Burnett and his first wife, Martha Foley, founded the magazine in Vienna, Austria, in 1931. Showcasing short stories by new authors, 67 copies of the debut issue (April–May, 1931) were mimeographed in Vienna. Two years later, the couple moved to New York City, where they continued to publish the magazine.

Burnett and Foley created The Story Press in 1936. In 1939, Harper & Bros. published his memoir The Literary Life and to Hell With It. In the Time Magazine review of the book, "Funny Editor," the anonymous reviewer characterized Burnett as a humorist.

==Columbia University==
Burnett taught a short-story writing course at Columbia University in the 1930s and '40s. One of his students was J. D. Salinger, whom he mentored and whose first short story, "The Young Folks," was published by Burnett in Story Magazine.

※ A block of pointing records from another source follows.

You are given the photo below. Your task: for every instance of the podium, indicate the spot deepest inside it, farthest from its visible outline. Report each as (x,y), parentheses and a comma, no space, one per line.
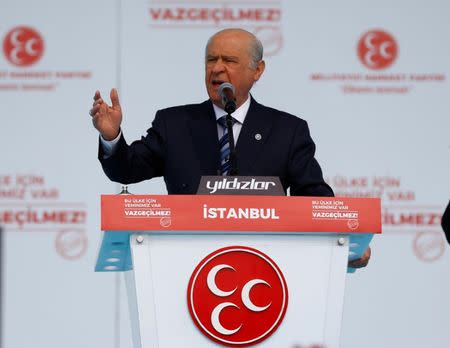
(211,271)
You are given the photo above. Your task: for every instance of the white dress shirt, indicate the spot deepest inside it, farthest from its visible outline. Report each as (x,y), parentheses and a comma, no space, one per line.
(238,115)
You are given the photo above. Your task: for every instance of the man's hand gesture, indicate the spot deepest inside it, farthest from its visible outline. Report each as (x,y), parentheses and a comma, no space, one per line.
(107,119)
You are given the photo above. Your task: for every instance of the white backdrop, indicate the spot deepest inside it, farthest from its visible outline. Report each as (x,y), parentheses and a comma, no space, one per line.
(379,132)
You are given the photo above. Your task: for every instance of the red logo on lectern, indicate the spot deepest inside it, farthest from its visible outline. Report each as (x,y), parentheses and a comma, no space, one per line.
(23,46)
(237,296)
(377,49)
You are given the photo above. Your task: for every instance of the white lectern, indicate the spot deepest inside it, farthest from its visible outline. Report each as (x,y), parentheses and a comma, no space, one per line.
(206,271)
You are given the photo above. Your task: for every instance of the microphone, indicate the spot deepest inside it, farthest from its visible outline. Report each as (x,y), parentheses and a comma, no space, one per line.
(226,92)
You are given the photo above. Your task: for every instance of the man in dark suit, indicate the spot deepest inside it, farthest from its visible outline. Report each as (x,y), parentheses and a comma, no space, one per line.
(183,142)
(446,222)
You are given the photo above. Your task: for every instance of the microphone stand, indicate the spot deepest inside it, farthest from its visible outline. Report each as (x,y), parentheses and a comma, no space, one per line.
(233,161)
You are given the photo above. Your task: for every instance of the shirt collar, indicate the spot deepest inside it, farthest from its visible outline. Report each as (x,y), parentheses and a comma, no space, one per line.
(238,115)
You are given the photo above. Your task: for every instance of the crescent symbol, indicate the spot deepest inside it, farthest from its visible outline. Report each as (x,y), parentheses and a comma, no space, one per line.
(14,37)
(29,47)
(245,295)
(368,40)
(383,50)
(211,281)
(215,321)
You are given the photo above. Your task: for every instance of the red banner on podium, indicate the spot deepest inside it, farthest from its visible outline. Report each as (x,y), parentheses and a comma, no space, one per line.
(240,213)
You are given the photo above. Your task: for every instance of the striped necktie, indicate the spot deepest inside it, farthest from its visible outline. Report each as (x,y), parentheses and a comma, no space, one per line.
(224,145)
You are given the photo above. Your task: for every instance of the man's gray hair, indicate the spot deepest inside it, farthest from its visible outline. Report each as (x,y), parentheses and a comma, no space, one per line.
(256,47)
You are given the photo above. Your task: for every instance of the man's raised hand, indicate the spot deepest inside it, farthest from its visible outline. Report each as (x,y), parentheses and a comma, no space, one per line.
(107,119)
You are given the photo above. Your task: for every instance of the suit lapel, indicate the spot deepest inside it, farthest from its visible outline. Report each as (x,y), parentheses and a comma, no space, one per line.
(203,130)
(254,133)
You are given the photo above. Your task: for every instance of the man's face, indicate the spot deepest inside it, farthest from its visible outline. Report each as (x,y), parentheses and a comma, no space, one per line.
(228,60)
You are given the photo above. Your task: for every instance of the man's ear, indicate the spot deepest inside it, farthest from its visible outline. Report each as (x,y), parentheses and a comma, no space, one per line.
(259,69)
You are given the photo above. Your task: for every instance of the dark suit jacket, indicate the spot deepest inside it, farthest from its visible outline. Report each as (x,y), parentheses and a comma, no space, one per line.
(446,222)
(183,145)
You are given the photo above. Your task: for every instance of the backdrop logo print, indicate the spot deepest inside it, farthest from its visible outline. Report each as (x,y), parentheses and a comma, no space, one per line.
(237,296)
(71,244)
(23,46)
(429,246)
(377,49)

Salinger, in his 1964 essay "A Salute to Whit Burnett," said that it was Burnett's use of William Faulkner's short story "That Evening Sun Go Down" in the class that taught him the importance of the author's relationship with his readers.

Burnett's plan to publish a book of Salinger's short stories in 1946 fell through, straining their relationship.

==New authors==
By the late 1930s, the circulation of Story had climbed to 21,000 copies. In addition to Salinger, major authors introduced in Story included Charles Bukowski, Erskine Caldwell, John Cheever, James T. Farrell, Joseph Heller, Tennessee Williams, and Richard Wright. Other authors published in the pages of Story included Carson McCullers and William Saroyan.

The magazine sponsored various awards (WPA, Armed Forces), and it held an annual college fiction contest.

==Later years==
Burnett's second wife, Hallie Southgate Burnett, began collaborating with him in 1942. During this period, Story published the early work of Truman Capote, John Knowles, and Norman Mailer.
During World War II Burnett importantly edited "Time To Be Young", Selected Short Stories, for Editions for the Armed Services, Inc., established by the Council on Books in Wartime. The book was "U.S. Government Property" and not to be sold. It is one of the many extolled in "When Books Went to War: The Stories that Helped Us Win World War II" by Molly Guptill Manning.
Story was briefly published in book form during the early 1950s, returning to a magazine format in 1960. Due to a lack of funds, Story folded in 1967, but it maintained its reputation through the Story College Creative Awards, which Burnett directed from 1966 to 1971.